The Church of All Saints is an outstanding example late Gothic Revival style in the state of Iowa. The 60 by 140 ft structure follows a basilica plan. The exterior is composed of local clay brick, and magnesium limestone for the coping on the pilasters, window sills and buttresses. It rests on a foundation of rough coursed limestone. The verticality of the church is emphasized by its central tower that rises 180 ft and by the corner towers that are 75 ft tall. Stepped corbel tables are located below the eaves of the steeply pitched gable roof and horizontal corbelling is located at the central spire base. Above is an eight-sided offset tower that terminates in four gabled facades. In each of the four facades of the tower are pointed-arched louvers in the bell chamber. An eight-sided spire culminates in a cross.

The side elevations are six bays in length and are separated by buttresses. Each bay contains a 5 by 18 ft paired lancet window. The church's art glass windows were created in Munich, Germany and installed by the A. Misch Company of Chicago in 1884 at a cost of $3,300. The window on the central tower is 30 ft tall. It features quatrefoil, Latin cross and yin-yang-shaped lights that are set within rosette forms.

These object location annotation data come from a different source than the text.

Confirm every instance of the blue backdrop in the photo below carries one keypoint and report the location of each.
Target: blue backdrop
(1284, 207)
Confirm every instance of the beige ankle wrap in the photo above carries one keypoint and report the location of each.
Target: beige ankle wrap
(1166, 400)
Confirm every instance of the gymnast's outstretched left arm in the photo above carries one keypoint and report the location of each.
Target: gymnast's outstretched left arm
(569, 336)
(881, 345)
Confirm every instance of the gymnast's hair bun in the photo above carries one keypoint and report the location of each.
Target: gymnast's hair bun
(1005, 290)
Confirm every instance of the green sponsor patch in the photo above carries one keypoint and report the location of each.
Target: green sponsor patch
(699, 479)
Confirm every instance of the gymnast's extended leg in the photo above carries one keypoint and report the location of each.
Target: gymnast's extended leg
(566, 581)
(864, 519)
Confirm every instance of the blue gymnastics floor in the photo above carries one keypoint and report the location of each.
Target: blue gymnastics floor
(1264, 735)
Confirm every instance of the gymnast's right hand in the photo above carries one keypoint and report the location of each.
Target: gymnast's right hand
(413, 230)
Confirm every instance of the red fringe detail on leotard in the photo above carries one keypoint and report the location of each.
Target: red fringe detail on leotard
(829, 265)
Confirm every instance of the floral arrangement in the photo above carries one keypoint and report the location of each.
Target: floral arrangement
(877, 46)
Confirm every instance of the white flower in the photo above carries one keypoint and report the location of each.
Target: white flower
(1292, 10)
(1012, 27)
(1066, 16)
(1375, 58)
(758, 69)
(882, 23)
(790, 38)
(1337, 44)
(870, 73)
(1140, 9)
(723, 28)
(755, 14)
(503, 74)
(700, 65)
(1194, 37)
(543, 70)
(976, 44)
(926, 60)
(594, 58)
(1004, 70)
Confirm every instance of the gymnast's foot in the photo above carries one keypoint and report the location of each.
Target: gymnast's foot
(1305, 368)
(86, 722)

The interior is divided into three naves with vaulted ceilings that are divided by columns with capitals in the Corinthian order. A double gallery is located in the rear of the church. In the apse on the opposite side of the church is a carved white marble altar. The statue in the central tower of the reredos is that of Saint Peter, the church's patron saint at the time it was built. The lower level has statues of the Four Evangelists. The former altar frontal bears an image of the Lamb and the scroll with seven seals from the Book of Revelation. The Stations of the Cross that line the side walls came from Munich and were erected on February 28, 1892.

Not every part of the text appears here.